Et cette donnée change désormais complètement la nature de son implication dans le développement. Yamaha a évidemment besoin jusqu’au dernier jour des informations de son pilote le plus expérimenté et de celui qui connaît le mieux les forces et les faiblesses de ses MotoGP.

Fabio Quartararo

Mais Quartararo, lui, sait que le résultat de ce travail bénéficiera bientôt à d’autres. Interrogé à Aragon sur l’utilité de ces essais pour préparer également l’avenir, il n’a d’ailleurs pas dissimulé ses réserves. Il a rappelé qu’il ne serait plus chez Yamaha la saison prochaine et reconnu que, pour des raisons personnelles, il n’avait pas particulièrement envie de travailler pour le futur du constructeur.

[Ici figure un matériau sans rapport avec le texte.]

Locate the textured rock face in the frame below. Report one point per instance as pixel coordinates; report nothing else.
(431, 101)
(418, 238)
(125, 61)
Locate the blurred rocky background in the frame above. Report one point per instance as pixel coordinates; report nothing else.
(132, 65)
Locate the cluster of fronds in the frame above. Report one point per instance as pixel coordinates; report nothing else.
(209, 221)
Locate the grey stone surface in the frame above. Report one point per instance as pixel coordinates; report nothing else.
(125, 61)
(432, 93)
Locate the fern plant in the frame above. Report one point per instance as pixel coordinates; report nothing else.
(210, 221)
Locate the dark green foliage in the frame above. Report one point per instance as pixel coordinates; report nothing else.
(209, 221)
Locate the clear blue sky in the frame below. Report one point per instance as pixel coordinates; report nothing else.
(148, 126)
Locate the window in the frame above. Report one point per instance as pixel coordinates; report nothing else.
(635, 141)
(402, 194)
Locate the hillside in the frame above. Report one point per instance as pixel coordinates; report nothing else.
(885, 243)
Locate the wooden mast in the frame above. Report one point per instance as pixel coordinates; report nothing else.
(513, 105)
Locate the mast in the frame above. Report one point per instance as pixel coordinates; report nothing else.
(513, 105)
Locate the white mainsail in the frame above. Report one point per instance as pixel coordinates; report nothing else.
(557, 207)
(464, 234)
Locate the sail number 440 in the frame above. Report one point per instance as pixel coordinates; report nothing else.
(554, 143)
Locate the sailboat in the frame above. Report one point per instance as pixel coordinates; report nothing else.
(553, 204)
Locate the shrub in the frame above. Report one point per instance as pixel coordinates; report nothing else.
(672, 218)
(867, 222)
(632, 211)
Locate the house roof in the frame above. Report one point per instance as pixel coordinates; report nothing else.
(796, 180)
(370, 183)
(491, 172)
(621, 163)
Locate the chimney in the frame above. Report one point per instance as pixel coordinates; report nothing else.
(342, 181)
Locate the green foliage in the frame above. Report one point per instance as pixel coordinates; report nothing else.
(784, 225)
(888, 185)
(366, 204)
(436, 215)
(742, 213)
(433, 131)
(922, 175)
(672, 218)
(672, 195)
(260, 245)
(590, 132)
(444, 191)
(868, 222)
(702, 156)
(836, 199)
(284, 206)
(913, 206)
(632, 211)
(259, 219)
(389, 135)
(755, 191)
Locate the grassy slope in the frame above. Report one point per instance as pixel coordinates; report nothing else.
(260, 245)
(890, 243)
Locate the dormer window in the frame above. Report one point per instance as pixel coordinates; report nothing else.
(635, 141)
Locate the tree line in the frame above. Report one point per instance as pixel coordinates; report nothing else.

La rupture dépasse alors la seule question contractuelle. Pendant des années, Quartararo a été le centre du projet Yamaha. Il a remporté le titre mondial 2021, attendu les évolutions promises, réclamé davantage de puissance puis accepté de participer au développement du V4 censé permettre à Iwata de revenir au sommet.

Mais à quelques mois de son départ, ses priorités ne peuvent plus nécessairement être celles de son employeur. Yamaha veut encore apprendre grâce à Quartararo. Quartararo, lui, veut encore courir avec Yamaha. Et ce ne sont plus tout à fait les mêmes objectifs.

Le paradoxe pourrait même devenir de plus en plus visible au fil des derniers Grands Prix de 2026 : Yamaha possède encore l’un des meilleurs outils possibles pour développer sa moto, mais ce pilote sait désormais que chaque heure consacrée à construire l’avenir d’Iwata prépare un futur auquel il ne participera pas.

Aragon aura finalement rendu cette contradiction publique. Fabio Quartararo n’y a pas seulement découvert un nouveau châssis qu’il juge moins performant. Il a surtout donné l’impression d’avoir atteint la limite d’un rôle qu’il ne veut plus vraiment assumer : celui de pilote d’essai d’une Yamaha qui, en 2027, ne sera plus la sienne.